Statistical analysis was performed using SPSS Statistics 26 software package for Windows (SPSS Inc, Chicago, IL, USA). Chi-square test was used to determine the association between the prevalence of each species and age. Moreover, multinomial logistic regression analysis was used to determine any associations between the subtypes of C. parvum and age. A p-value of less than 0.05 was considered statistically significant.

Results

Prevalence of Cryptosporidium spp.

Among the 460 diarrheic fecal samples examined, 86 (18.7%) were positive for Cryptosporidium spp. on PCR analysis and sequencing based on the 18S rRNA gene. Three Cryptosporidium spp. were identified in pre-weaned Korean native calves (Table 1). No C. andersoni was detected in this study. Of these, C. parvum (15.7%, 72/460) was the most detected, followed by C. ryanae (2.6%, 12/460) and C. bovis (0.4%, 2/460). Co-infection of these species was not observed. The prevalence of the three Cryptosporidium spp. was compared according to the age groups. As shown in Table 1, the infection rate of Cryptosporidium spp. was highest in calves aged 11−20 days (26.1%, 95% CI 17.1−35.1), whereas the lowest infection rate was observed in calves aged 21−30 days (7.7%, 95% CI 0.0−16.1). All three Cryptosporidium spp. were detected only in calves aged 1−10 days (Table 1). The association between Cryptosporidium spp. and age-distribution was investigated. Interestingly, the identified Cryptosporidium spp. varied according to the age of the calves. C. parvum infection was detected exclusively in calves ≤20 days of age (Table 2). The prevalence peaked at the age of 11−20 days and decreased rapidly thereafter (Table 2). C. parvum infection was significantly associated with the age of the calves (χ² = 25.300, P = 0.000). Unlike C. parvum, C. ryanae was found in all age groups, and the highest infection rate was observed at ≥31 days of age (Table 2). C. ryanae infection also had a significant age-related distribution (χ² = 18.020, P = 0.001). In contrast, C. bovis was detected only in two calves aged 10 days and 35 days, and there was no statistical significance in the age-related distribution (P = 0.590).

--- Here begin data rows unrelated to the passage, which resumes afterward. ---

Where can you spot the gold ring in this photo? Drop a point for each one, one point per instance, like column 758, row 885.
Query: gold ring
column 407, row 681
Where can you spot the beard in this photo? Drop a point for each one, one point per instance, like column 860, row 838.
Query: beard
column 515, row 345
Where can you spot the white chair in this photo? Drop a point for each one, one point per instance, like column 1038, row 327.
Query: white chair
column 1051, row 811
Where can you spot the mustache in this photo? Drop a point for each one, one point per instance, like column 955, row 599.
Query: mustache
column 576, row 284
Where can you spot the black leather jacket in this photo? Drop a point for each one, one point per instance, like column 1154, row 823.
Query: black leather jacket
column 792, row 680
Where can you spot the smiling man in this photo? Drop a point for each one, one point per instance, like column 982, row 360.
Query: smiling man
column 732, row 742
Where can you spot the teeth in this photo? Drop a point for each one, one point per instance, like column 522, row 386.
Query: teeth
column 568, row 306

Table 1. Prevalence and distribution of Cryptosporidium species according to age group in pre-weaned calves.

Age (days)	Sample size	No. of positive (%)	95% CI	Cryptosporidium species (No.)
				C. parvum	C. ryanae	C. bovis
1−10	271	53 (19.6%)	14.8–24.3	49	3	1
11−20	92	24 (26.1%)	17.1–35.1	23	1	0
21−30	39	3 (7.7%)	0.0–16.1	0	3	0
31−60	58	6 (10.3%)	2.5–18.2	0	5	1
Total	460	86 (18.7%)	15.1−22.3	72	12	2

Table 2. Distribution of Cryptosporidium species in pre-weaned Korean native calves according to age group.

Age (days)	Frequency of C. parvum positivity (%)	χ2 (P-value)	Frequency of C. ryanae positivity (%)	χ2 (P-value)	Frequency of C. bovis positivity (%)	χ2 (P-value)
1−10	49/271 (18.1%)	25.300 (0.000)	3/271 (1.1%)	16.020 (0.001)	1/271 (0.4%)	2.824 (0.419)
11−20	23/92 (25.0%)		1/92 (1.1%)		0
21−30	0		3/39 (7.7%)		0
31−60 (Ref.)	0		5/58 (8.6%)		1/58 (1.7%)

Distribution of Cryptosporidium spp. and C. parvum subtypes

All 72 C. parvum-positive samples were successfully amplified and subtyped by sequence analysis of the gp60 gene. A total of 11 different subtypes belonging to the family IIa were identified (Table 3). Subtype family IId was not detected. The distinction of each subtype within the IIa was in the number of trinucleotide region of TCA and TGA repeats (i.e., had one copy of sequence ACATCA immediately after the trinucleotide repeats). As shown in Table 3, in pre-weaned Korean native calves, the most frequently detected subtype was IIaA18G3R1 (72.2%), followed by IIaA17G3R1 (5.6%), and then IIaA15G2R1 (4.2%) and IIaA19G4R1 (4.2%). Other subtypes, namely, IIaA14G1R1 (1.4%), IIaA14G3R1 (1.4%), IIaA15G1R1 (1.4%), IIaA16G4R1 (2.8%), IIaA17G4R1 (2.8%), IIaA19G1R1 (1.4%), and IIaA19G3R1 (2.8%) were also identified. Except for the IIaA18G3R1, no statistical correlation was found between calf age and a specific subtype (Table 3). IIaA19G4R1 was observed only in calves aged 1−10 days, whereas IIaA17G3R1 was found exclusively in calves aged 11−20 days. Several more subtypes were found in calves aged 1−10 days (Table 3). The most predominant subtype, IIaA18G3R1, was seen in all ages.

Table 3. Distribution of Cryptosporidium parvum subtype according to age group.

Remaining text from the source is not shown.